画像はShutterstockのライセンス許諾により使用

コインベースらに対する訴訟の渦中で見解示す

米証券取引委員会(SEC)のゲーリー・ゲンスラー委員長は8日、フィンテック関連のカンファレンスに出席し、暗号資産(仮想通貨)に対する規制方針を改めて示した。

SECは大手仮想通貨取引所コインベースとバイナンスに対して、未登録証券の提供などで提訴したところだ。これに関して、両取引所などから反論が上がる中、SECの見方を改めて強調している。

ゲンスラー氏は、SECはすでに何が証券と判断されるのかについてガイドラインを示してきたと述べた。一例として、2019年にSECスタッフが作成した『デジタル資産の「投資契約」分析のフレームワーク』を挙げた。

また、様々な企業との間でSECが和解した訴訟や裁判所の判決も、トークンの提供と販売がいつ証券であるかを明らかにしていると続けている。

ゲンスラー氏は、ハウイーテストによれば「投資契約は、他者の努力から利益が得られるという合理的な期待を持って」一般企業に資金が投資される場合に存在」するものだとした。

さらに、裁判所はハウイー事件の判決の中で、投資契約の定義は「固定的な原則ではなく、柔軟なものであり、事業などに使う資金を求める人々が考案した無数の枠組みに適応できるもの」だと述べていたとも指摘している。

ゲンスラー氏は、仮想通貨のステーキングについても証券に当たるとして、次のように説明した。

顧客は自分の資産をプラットフォームに投資し、プラットフォームはそれらを貸し出したり、プールしてステーキングしたりして、いずれの場合も収益を約束する。こうした仕組みは、仮想通貨の世界に関わらず、古典的な証券とみなされる。

ハウイーテストとは

米国で特定の取引が「投資契約」という証券取引の定義の一つに該当するかどうかを判定するテスト。SECのW. J. Howey社に対する訴訟事件に由来する。これ自体には法的拘束力はないが、SECはこのテストをもとに複数のICO(トークン販売)に対してリーガルアクションを起こした経緯がある。

▶️仮想通貨用語集

一方で、仮想通貨業界やそれを支持する議員ら、およびSECの一部委員からも、SECが示してきた基準は不明確であり、SECは明確なガイドラインを示すことなく取り締まりを行っているとする批判の声が上がってきた状況がある。

共和党議員らは今月、仮想通貨規制を明確化する法案の叩き台を公開しており、議論を呼びかけた。この草案では、あるトークンのプロジェクトが十分に分散化され、投資契約ではなくなる場合について明確な定義を与えている。

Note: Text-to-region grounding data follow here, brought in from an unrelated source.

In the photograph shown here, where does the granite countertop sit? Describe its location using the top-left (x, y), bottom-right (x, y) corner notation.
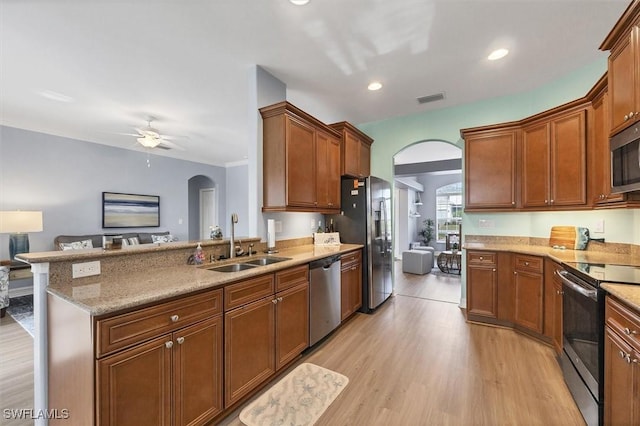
top-left (464, 241), bottom-right (640, 313)
top-left (47, 244), bottom-right (362, 317)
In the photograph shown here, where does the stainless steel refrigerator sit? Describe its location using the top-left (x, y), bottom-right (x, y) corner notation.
top-left (334, 176), bottom-right (393, 312)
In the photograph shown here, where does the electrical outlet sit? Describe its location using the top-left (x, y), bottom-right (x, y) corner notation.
top-left (594, 219), bottom-right (605, 233)
top-left (72, 261), bottom-right (101, 278)
top-left (311, 219), bottom-right (316, 231)
top-left (478, 219), bottom-right (495, 229)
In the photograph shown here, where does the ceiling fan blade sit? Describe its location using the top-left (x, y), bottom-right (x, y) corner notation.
top-left (158, 138), bottom-right (186, 151)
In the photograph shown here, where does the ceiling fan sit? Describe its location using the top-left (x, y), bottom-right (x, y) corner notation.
top-left (127, 118), bottom-right (186, 151)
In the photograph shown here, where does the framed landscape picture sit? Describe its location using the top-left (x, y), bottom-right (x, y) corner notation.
top-left (102, 192), bottom-right (160, 228)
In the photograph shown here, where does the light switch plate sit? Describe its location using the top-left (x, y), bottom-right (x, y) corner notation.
top-left (72, 261), bottom-right (101, 278)
top-left (594, 219), bottom-right (605, 233)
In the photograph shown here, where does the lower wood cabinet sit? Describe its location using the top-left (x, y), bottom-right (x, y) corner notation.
top-left (466, 251), bottom-right (498, 319)
top-left (224, 265), bottom-right (309, 408)
top-left (604, 296), bottom-right (640, 425)
top-left (341, 249), bottom-right (362, 320)
top-left (96, 292), bottom-right (224, 426)
top-left (513, 254), bottom-right (544, 334)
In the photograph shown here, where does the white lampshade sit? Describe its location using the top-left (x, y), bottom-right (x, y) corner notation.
top-left (0, 211), bottom-right (44, 233)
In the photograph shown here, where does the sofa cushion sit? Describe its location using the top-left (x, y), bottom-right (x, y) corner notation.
top-left (151, 234), bottom-right (175, 243)
top-left (54, 232), bottom-right (171, 250)
top-left (59, 239), bottom-right (94, 251)
top-left (55, 235), bottom-right (103, 250)
top-left (138, 231), bottom-right (169, 244)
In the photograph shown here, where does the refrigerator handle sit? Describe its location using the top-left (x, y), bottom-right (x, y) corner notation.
top-left (381, 198), bottom-right (387, 257)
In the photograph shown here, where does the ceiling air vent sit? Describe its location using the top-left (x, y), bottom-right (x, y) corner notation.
top-left (417, 92), bottom-right (445, 104)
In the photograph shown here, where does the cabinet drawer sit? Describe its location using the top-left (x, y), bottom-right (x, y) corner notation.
top-left (467, 251), bottom-right (496, 266)
top-left (606, 296), bottom-right (640, 350)
top-left (514, 255), bottom-right (543, 274)
top-left (224, 274), bottom-right (275, 311)
top-left (96, 288), bottom-right (223, 358)
top-left (341, 250), bottom-right (361, 269)
top-left (275, 264), bottom-right (309, 292)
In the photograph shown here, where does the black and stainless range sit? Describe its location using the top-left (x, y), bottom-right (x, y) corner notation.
top-left (558, 262), bottom-right (640, 426)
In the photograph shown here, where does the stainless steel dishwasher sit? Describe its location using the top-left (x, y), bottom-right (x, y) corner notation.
top-left (309, 254), bottom-right (341, 346)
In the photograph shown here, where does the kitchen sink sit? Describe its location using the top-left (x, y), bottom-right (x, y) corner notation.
top-left (243, 256), bottom-right (291, 266)
top-left (207, 263), bottom-right (258, 273)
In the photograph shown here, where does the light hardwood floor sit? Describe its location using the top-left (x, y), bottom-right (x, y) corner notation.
top-left (1, 269), bottom-right (585, 426)
top-left (0, 314), bottom-right (34, 426)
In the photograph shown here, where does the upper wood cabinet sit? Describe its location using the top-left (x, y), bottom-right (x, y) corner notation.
top-left (330, 121), bottom-right (373, 178)
top-left (521, 108), bottom-right (587, 208)
top-left (461, 126), bottom-right (519, 211)
top-left (260, 102), bottom-right (342, 213)
top-left (601, 2), bottom-right (640, 137)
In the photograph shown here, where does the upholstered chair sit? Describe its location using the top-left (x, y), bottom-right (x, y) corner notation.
top-left (0, 265), bottom-right (9, 318)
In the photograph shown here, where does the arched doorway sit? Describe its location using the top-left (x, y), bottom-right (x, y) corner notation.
top-left (187, 175), bottom-right (218, 241)
top-left (392, 140), bottom-right (462, 305)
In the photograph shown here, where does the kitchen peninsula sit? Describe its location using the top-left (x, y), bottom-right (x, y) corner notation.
top-left (16, 238), bottom-right (362, 425)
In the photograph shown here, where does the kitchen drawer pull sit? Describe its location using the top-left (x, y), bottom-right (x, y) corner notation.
top-left (176, 337), bottom-right (185, 345)
top-left (170, 315), bottom-right (179, 322)
top-left (165, 341), bottom-right (174, 349)
top-left (624, 327), bottom-right (638, 336)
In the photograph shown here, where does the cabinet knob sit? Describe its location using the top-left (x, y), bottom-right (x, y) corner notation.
top-left (624, 327), bottom-right (638, 336)
top-left (524, 261), bottom-right (529, 266)
top-left (550, 199), bottom-right (554, 204)
top-left (545, 200), bottom-right (548, 204)
top-left (277, 297), bottom-right (283, 302)
top-left (514, 271), bottom-right (517, 275)
top-left (492, 268), bottom-right (496, 272)
top-left (272, 299), bottom-right (278, 304)
top-left (625, 114), bottom-right (630, 121)
top-left (479, 256), bottom-right (483, 260)
top-left (170, 315), bottom-right (179, 323)
top-left (165, 341), bottom-right (174, 349)
top-left (512, 201), bottom-right (515, 205)
top-left (176, 337), bottom-right (185, 345)
top-left (620, 350), bottom-right (626, 359)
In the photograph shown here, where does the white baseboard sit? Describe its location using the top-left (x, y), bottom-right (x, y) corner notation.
top-left (9, 286), bottom-right (33, 298)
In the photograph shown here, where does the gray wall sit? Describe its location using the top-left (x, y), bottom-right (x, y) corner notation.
top-left (226, 163), bottom-right (249, 237)
top-left (0, 125), bottom-right (226, 260)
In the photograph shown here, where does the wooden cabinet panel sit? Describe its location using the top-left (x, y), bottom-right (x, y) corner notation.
top-left (97, 335), bottom-right (173, 426)
top-left (551, 110), bottom-right (586, 206)
top-left (224, 296), bottom-right (276, 407)
top-left (275, 264), bottom-right (309, 293)
top-left (467, 251), bottom-right (498, 319)
top-left (513, 256), bottom-right (544, 334)
top-left (522, 122), bottom-right (550, 208)
top-left (260, 101), bottom-right (342, 213)
top-left (330, 121), bottom-right (373, 178)
top-left (608, 26), bottom-right (640, 135)
top-left (286, 116), bottom-right (317, 208)
top-left (341, 250), bottom-right (362, 321)
top-left (604, 327), bottom-right (638, 426)
top-left (275, 282), bottom-right (309, 370)
top-left (96, 289), bottom-right (223, 358)
top-left (544, 258), bottom-right (563, 354)
top-left (463, 129), bottom-right (518, 209)
top-left (224, 274), bottom-right (274, 311)
top-left (496, 252), bottom-right (514, 322)
top-left (173, 316), bottom-right (224, 426)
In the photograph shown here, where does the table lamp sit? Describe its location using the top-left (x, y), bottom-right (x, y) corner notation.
top-left (0, 211), bottom-right (43, 260)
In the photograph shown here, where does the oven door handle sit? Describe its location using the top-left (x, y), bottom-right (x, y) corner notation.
top-left (557, 270), bottom-right (598, 301)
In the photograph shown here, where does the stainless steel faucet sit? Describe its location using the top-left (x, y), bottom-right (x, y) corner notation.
top-left (230, 213), bottom-right (238, 258)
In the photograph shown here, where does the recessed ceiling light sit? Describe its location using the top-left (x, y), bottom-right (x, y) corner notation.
top-left (368, 82), bottom-right (382, 91)
top-left (289, 0), bottom-right (310, 5)
top-left (37, 90), bottom-right (74, 102)
top-left (488, 48), bottom-right (509, 61)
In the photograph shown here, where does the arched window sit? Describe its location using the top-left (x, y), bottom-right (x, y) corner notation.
top-left (435, 182), bottom-right (462, 242)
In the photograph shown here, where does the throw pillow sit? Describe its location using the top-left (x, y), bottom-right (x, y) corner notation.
top-left (128, 237), bottom-right (140, 245)
top-left (60, 239), bottom-right (94, 250)
top-left (152, 234), bottom-right (174, 243)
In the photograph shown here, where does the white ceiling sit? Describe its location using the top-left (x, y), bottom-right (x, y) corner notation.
top-left (0, 0), bottom-right (630, 167)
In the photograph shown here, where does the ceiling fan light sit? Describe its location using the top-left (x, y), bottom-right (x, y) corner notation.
top-left (138, 137), bottom-right (161, 148)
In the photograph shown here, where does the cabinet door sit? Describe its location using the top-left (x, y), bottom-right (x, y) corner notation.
top-left (224, 297), bottom-right (275, 407)
top-left (609, 27), bottom-right (639, 135)
top-left (513, 270), bottom-right (544, 334)
top-left (316, 130), bottom-right (341, 209)
top-left (360, 141), bottom-right (371, 177)
top-left (467, 264), bottom-right (498, 318)
top-left (340, 260), bottom-right (362, 321)
top-left (340, 266), bottom-right (352, 321)
top-left (343, 132), bottom-right (361, 177)
top-left (550, 110), bottom-right (586, 206)
top-left (275, 282), bottom-right (309, 370)
top-left (552, 279), bottom-right (563, 354)
top-left (604, 327), bottom-right (636, 426)
top-left (97, 335), bottom-right (172, 426)
top-left (465, 130), bottom-right (518, 209)
top-left (522, 122), bottom-right (550, 208)
top-left (286, 116), bottom-right (317, 207)
top-left (173, 316), bottom-right (223, 426)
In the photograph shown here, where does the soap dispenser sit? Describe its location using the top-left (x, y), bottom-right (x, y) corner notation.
top-left (194, 243), bottom-right (204, 265)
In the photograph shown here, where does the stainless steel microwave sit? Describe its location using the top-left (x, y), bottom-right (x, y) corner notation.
top-left (611, 123), bottom-right (640, 193)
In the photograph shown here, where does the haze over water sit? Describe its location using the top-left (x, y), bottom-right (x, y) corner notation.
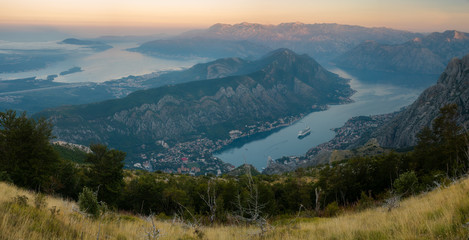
top-left (0, 41), bottom-right (207, 83)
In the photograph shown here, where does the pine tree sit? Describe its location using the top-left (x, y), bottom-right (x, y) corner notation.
top-left (0, 110), bottom-right (59, 190)
top-left (414, 104), bottom-right (466, 176)
top-left (85, 144), bottom-right (126, 207)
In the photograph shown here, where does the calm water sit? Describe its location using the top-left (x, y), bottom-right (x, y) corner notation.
top-left (0, 42), bottom-right (206, 83)
top-left (214, 68), bottom-right (431, 170)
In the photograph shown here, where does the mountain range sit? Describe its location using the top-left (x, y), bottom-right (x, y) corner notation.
top-left (334, 30), bottom-right (469, 74)
top-left (128, 37), bottom-right (271, 59)
top-left (36, 49), bottom-right (354, 169)
top-left (131, 22), bottom-right (422, 63)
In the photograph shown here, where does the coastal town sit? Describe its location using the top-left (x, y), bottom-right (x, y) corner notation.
top-left (130, 114), bottom-right (304, 175)
top-left (309, 111), bottom-right (399, 154)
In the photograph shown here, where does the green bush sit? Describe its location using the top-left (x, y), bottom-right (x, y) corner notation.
top-left (324, 201), bottom-right (340, 217)
top-left (393, 171), bottom-right (419, 196)
top-left (357, 191), bottom-right (374, 210)
top-left (78, 187), bottom-right (100, 218)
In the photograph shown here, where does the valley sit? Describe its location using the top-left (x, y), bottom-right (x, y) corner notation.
top-left (35, 49), bottom-right (355, 174)
top-left (216, 67), bottom-right (431, 171)
top-left (2, 4), bottom-right (469, 236)
top-left (0, 26), bottom-right (461, 175)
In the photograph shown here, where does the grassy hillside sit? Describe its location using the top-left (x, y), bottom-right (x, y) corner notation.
top-left (1, 175), bottom-right (469, 239)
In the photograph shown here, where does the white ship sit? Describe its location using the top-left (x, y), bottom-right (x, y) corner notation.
top-left (297, 127), bottom-right (311, 138)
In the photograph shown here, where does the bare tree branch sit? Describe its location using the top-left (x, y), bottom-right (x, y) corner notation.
top-left (234, 166), bottom-right (271, 235)
top-left (199, 179), bottom-right (217, 225)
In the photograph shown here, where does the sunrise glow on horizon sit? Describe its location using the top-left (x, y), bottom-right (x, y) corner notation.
top-left (1, 0), bottom-right (469, 34)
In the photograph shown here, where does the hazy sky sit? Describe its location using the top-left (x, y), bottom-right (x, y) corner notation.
top-left (1, 0), bottom-right (469, 34)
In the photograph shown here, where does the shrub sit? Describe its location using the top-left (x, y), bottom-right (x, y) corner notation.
top-left (34, 193), bottom-right (47, 209)
top-left (357, 191), bottom-right (374, 210)
top-left (78, 187), bottom-right (100, 218)
top-left (13, 195), bottom-right (29, 206)
top-left (393, 171), bottom-right (419, 196)
top-left (324, 201), bottom-right (340, 217)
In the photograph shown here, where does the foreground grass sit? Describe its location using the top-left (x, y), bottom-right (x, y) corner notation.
top-left (1, 178), bottom-right (469, 240)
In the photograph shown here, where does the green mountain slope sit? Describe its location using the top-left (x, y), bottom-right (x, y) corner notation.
top-left (36, 49), bottom-right (354, 169)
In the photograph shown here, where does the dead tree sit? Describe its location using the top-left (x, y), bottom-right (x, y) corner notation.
top-left (174, 202), bottom-right (204, 239)
top-left (234, 167), bottom-right (270, 234)
top-left (384, 195), bottom-right (400, 212)
top-left (142, 213), bottom-right (161, 240)
top-left (200, 179), bottom-right (217, 225)
top-left (315, 187), bottom-right (321, 215)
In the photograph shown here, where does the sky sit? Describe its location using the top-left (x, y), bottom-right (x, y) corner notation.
top-left (1, 0), bottom-right (469, 35)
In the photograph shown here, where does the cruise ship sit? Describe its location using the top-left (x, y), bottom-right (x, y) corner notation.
top-left (297, 127), bottom-right (311, 138)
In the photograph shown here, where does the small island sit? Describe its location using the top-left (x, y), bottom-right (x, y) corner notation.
top-left (59, 38), bottom-right (113, 51)
top-left (59, 67), bottom-right (83, 76)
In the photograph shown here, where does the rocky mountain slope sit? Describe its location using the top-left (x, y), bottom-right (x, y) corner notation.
top-left (134, 22), bottom-right (421, 63)
top-left (264, 53), bottom-right (469, 174)
top-left (372, 53), bottom-right (469, 148)
top-left (334, 30), bottom-right (469, 74)
top-left (36, 49), bottom-right (354, 170)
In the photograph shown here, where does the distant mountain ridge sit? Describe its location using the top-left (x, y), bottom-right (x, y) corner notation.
top-left (36, 49), bottom-right (354, 168)
top-left (372, 53), bottom-right (469, 148)
top-left (194, 22), bottom-right (418, 43)
top-left (133, 22), bottom-right (421, 63)
top-left (128, 37), bottom-right (271, 59)
top-left (334, 30), bottom-right (469, 74)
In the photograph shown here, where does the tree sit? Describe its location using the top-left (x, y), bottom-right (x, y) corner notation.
top-left (54, 159), bottom-right (83, 199)
top-left (414, 104), bottom-right (466, 176)
top-left (120, 173), bottom-right (166, 214)
top-left (85, 144), bottom-right (126, 207)
top-left (0, 110), bottom-right (60, 190)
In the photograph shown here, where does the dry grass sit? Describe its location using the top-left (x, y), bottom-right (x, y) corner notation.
top-left (1, 177), bottom-right (469, 240)
top-left (264, 178), bottom-right (469, 240)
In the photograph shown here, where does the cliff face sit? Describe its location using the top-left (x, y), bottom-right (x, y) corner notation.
top-left (334, 31), bottom-right (469, 74)
top-left (373, 54), bottom-right (469, 148)
top-left (38, 49), bottom-right (354, 154)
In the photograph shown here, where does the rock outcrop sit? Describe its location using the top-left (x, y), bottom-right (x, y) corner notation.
top-left (373, 54), bottom-right (469, 148)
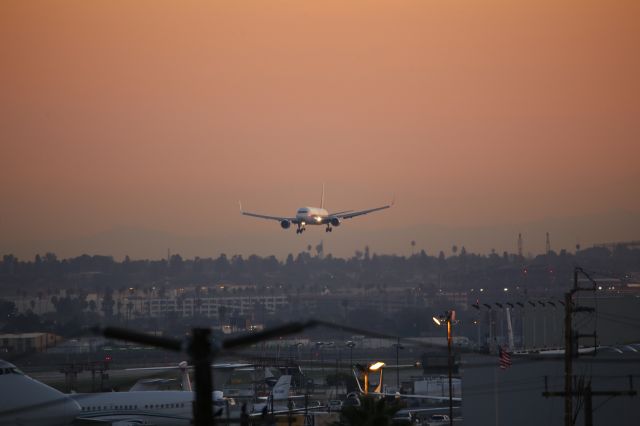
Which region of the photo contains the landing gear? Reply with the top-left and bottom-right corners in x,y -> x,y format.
296,225 -> 306,234
325,226 -> 332,233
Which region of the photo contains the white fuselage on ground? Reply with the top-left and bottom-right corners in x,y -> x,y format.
0,359 -> 236,426
295,207 -> 329,225
0,365 -> 80,426
72,391 -> 195,425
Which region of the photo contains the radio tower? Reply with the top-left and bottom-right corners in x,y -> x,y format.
546,232 -> 551,255
517,233 -> 523,258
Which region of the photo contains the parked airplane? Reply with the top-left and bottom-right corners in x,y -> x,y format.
240,186 -> 393,234
127,360 -> 252,392
0,359 -> 237,426
251,374 -> 293,414
0,359 -> 80,426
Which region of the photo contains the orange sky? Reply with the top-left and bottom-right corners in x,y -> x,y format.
1,1 -> 639,259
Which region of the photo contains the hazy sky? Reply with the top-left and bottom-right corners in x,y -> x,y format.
1,1 -> 639,259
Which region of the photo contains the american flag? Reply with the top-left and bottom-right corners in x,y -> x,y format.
498,346 -> 512,370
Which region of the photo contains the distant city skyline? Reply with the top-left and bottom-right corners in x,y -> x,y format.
3,210 -> 638,261
2,1 -> 639,260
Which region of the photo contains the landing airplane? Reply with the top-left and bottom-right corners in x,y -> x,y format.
240,186 -> 393,234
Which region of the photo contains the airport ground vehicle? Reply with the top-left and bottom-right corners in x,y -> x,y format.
327,399 -> 343,412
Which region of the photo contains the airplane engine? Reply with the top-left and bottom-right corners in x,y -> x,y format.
280,220 -> 291,229
330,217 -> 341,227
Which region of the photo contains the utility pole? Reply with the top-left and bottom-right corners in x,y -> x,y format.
544,376 -> 636,425
543,267 -> 636,425
563,290 -> 573,426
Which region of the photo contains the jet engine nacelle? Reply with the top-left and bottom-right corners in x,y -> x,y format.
330,217 -> 341,227
280,220 -> 291,229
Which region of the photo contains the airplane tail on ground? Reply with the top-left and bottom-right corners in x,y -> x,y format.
271,375 -> 292,401
352,369 -> 365,394
179,361 -> 191,391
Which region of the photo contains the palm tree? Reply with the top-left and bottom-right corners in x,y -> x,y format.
337,396 -> 401,426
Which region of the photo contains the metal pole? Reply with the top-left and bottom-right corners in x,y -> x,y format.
448,318 -> 453,426
190,328 -> 214,426
564,290 -> 573,426
335,347 -> 339,396
584,382 -> 593,426
396,338 -> 401,389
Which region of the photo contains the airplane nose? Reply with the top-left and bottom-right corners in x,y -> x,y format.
48,397 -> 82,426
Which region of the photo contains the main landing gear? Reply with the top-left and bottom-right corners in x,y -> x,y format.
325,226 -> 333,233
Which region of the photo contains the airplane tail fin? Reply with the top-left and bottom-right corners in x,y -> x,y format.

関連米下院議員ら、仮想通貨規制を明確化する法案を発表

バイナンスに対する申し立て内容を強調

ゲンスラー氏は特にスピーチで、バイナンスの不正行為を指摘している。SECは訴状で、バイナンスが運営者や提携マーケットメーカーによる市場操作的な取引などを隠蔽していたと申し立てていた。

ゲンスラー氏は訴状の内容に言及し、バイナンスと、チャンポン・ジャオ(CZ)CEOが、その所有・管理する口座を通じて、バイナンスの数十億ドルの顧客資金を、CZ氏が管理する法人「Merit Peak Limited」の口座資金と混ぜていたとも改めて主張している。

関連米SEC、バイナンスとCZ氏を提訴 多くの仮想通貨銘柄を有価証券と主張

ゲンスラー氏は仮想通貨業界においては、取引所、ブローカーディーラー、清算などの機能を一つの企業が行っているケースが見られることについても懸念を表明している。

他の証券市場のように、コア機能を分離すれば、こうしたサービスの混合によって発生する可能性のある問題を抑えることができるとも述べた。